La práctica de Vicente se caracteriza por una mezcla de estilos sobre los que planean figuras tan diversas como la de Magritte o los Pre-Rafaelistas. Nunca le gustó pertenecer a ningún ismo, y efectivamente creo que era un outsider al que los contrastes le interesaban enormemente. Personalmente, siento cierta admiración por su capacidad de manejarse cómodamente en distintos tipos de registros: frente a un hiperrealismo trabajado hasta el más mínimo detalle, que vemos en piezas como el cartel para el mercado de Villafranca, hasta obras en las que adquieren valor aspectos como lo sucio, lo oscuro o lo primitivo, y que ponen de manifiesto la influencia de Marcel Duchamp, de quien sé que tenía un cartel en su estudio. Su trabajo nos acerca a un mundo que aúna extremos: lo familiar con lo global, la realidad con la ficción, la noche con el día. Los años setenta fueron la década en que más obra produjo, quién sabe si estimulado por un ambiente tan políticamente complejo como socialmente revuelto, o apremiado por aquellas galerías con las que pronto dejó de trabajar. En esta muestra obtenemos algunas de las claves para interpretar aquel Euskal Herria de los setenta, fragmentaria, rota, atacada, que provocó piezas que nos hablan de la imposibilidad de representar un país. Podemos acercarnos a los momentos inmediatamente posteriores a la dictadura, a través del facsímil impreso para la exposición, donde se agrupan algunas de las portadas que Vicente publicó en 1978 para Zeruko Argia. Asimismo, cualquiera que se haya acercado hasta aquí ha podido conocer algunos de los elementos presentes en casi toda la obra de Ameztoy: la importancia de sus viajes a Marruecos y la influencia del paisaje vasco en su trabajo, reflejada directamente en esos seres mitad-humanos-mitad-vegetales a los que en 1992 dio forma tridimensional en la película Vacas.
Por lo que sus conocidos han ido relatando, Vicente debía de ser un hombre que cultivaba más los silencios que la palabra, al que le gustaba escuchar y no tanto hablar, por eso quizá siento algo tensa la entrevista que le hacen en uno de los vídeos.

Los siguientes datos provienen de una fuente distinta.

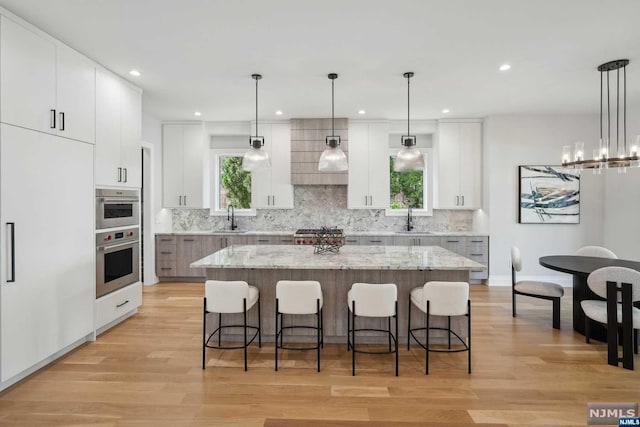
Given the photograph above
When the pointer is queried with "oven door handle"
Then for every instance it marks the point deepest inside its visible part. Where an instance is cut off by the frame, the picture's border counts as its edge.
(118, 199)
(109, 247)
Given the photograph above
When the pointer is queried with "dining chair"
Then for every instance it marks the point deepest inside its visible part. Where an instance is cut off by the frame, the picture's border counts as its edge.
(298, 297)
(441, 299)
(534, 288)
(596, 251)
(372, 300)
(229, 297)
(620, 288)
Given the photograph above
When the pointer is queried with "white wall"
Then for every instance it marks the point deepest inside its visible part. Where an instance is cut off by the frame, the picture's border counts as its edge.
(510, 141)
(159, 219)
(622, 202)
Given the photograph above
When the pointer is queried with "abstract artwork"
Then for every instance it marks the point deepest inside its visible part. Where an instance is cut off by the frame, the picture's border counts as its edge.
(548, 195)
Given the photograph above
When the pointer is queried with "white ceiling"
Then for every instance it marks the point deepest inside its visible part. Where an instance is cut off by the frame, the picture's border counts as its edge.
(200, 54)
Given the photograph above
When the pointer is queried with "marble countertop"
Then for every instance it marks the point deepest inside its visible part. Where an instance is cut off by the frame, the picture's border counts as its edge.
(347, 233)
(349, 258)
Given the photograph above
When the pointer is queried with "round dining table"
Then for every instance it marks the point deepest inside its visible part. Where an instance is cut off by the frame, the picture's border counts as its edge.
(580, 267)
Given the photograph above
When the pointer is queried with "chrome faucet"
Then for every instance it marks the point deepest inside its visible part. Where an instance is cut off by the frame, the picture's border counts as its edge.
(231, 217)
(409, 219)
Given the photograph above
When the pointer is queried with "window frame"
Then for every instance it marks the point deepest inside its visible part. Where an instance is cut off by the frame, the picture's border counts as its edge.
(427, 186)
(214, 208)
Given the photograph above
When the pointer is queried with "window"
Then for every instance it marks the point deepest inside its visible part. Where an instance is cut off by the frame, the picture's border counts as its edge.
(232, 185)
(410, 189)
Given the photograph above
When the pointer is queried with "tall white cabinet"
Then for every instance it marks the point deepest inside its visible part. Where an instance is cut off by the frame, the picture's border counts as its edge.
(459, 176)
(271, 188)
(45, 86)
(118, 132)
(368, 165)
(47, 273)
(183, 166)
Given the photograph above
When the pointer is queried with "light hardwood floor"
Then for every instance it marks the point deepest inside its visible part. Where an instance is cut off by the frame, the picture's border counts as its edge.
(147, 371)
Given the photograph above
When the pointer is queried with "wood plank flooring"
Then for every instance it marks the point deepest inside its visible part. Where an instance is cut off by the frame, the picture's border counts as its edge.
(146, 372)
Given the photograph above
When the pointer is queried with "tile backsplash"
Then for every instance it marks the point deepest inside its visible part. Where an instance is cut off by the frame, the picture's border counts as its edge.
(318, 205)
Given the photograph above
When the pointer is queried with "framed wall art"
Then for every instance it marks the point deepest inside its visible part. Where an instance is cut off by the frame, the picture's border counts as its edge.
(548, 195)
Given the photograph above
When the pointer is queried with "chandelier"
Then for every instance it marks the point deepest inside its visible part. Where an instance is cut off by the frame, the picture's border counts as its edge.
(609, 154)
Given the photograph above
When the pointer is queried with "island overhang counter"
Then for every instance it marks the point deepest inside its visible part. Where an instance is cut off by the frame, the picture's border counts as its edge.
(406, 266)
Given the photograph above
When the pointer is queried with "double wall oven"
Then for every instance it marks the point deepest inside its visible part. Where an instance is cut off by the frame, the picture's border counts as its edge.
(117, 239)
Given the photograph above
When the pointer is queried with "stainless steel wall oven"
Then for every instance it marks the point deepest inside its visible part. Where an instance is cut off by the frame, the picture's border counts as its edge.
(117, 259)
(117, 208)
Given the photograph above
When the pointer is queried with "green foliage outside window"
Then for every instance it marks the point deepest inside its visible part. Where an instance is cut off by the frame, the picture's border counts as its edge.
(236, 183)
(406, 188)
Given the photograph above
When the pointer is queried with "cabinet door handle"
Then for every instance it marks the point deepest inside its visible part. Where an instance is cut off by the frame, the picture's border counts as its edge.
(12, 236)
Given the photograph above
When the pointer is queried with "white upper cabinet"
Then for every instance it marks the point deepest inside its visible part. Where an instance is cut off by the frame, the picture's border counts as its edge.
(368, 165)
(45, 86)
(459, 165)
(271, 188)
(183, 150)
(118, 132)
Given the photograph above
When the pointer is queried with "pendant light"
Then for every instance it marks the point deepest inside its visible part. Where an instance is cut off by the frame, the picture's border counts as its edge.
(333, 158)
(256, 157)
(409, 157)
(607, 156)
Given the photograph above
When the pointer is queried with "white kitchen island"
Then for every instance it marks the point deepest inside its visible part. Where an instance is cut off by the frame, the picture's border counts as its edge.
(406, 266)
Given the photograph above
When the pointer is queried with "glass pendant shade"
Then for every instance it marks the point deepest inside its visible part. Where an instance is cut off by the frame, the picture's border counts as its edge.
(256, 158)
(409, 158)
(333, 160)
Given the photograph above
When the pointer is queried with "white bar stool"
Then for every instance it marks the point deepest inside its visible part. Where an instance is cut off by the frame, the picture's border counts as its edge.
(441, 299)
(372, 300)
(229, 297)
(298, 297)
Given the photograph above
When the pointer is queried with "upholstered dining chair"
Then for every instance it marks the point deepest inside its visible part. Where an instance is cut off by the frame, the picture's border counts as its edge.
(533, 288)
(620, 288)
(596, 251)
(229, 297)
(441, 299)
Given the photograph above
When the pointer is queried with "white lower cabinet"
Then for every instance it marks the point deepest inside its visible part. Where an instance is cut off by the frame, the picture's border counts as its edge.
(47, 267)
(113, 306)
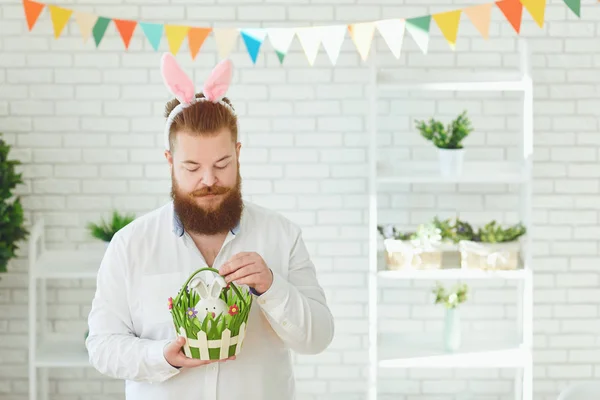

En ella, realizada un año antes de su muerte, el artista habla de la ermita que pintó en Remelluri, lugar en el que trabajó durante siete meses al año a lo largo de siete años. Un señor me cuenta que durante aquella época pasó mucho tiempo sin verle y cuando al fin se lo encontró le preguntó: pero ¿dónde andas Bixente? Pues, donde voy a andar, pintando. Si, pero no pintas aquí, no me engañes. No, no, estoy en Remelluri.
El señor se sonríe. Cada una de las personas que aquí se acercan me transmiten cierta admiración por Vicente Ameztoy. Llegan a veces a desbordar la propia figura del artista, mitificando su imagen, pero todos los relatos sirven para construir aunque sea a retazos la figura de un hombre entrañable. Esta exposición ha sido un evento realmente necesario para Villabona, un pueblo que conocía la parte de Vicente más ligada a lo extravagante, a una generación, la de los setenta y ochenta, que experimentaba de todas las formas posibles. Y este pueblo, me da la sensación, ha conocido la obra de ese pelirrojo que paseaba en bicicleta. Y la ha disfrutado. Esperemos que de aquí en adelante se pueda disfrutar de este trabajo más allá de las puertas de esta sala.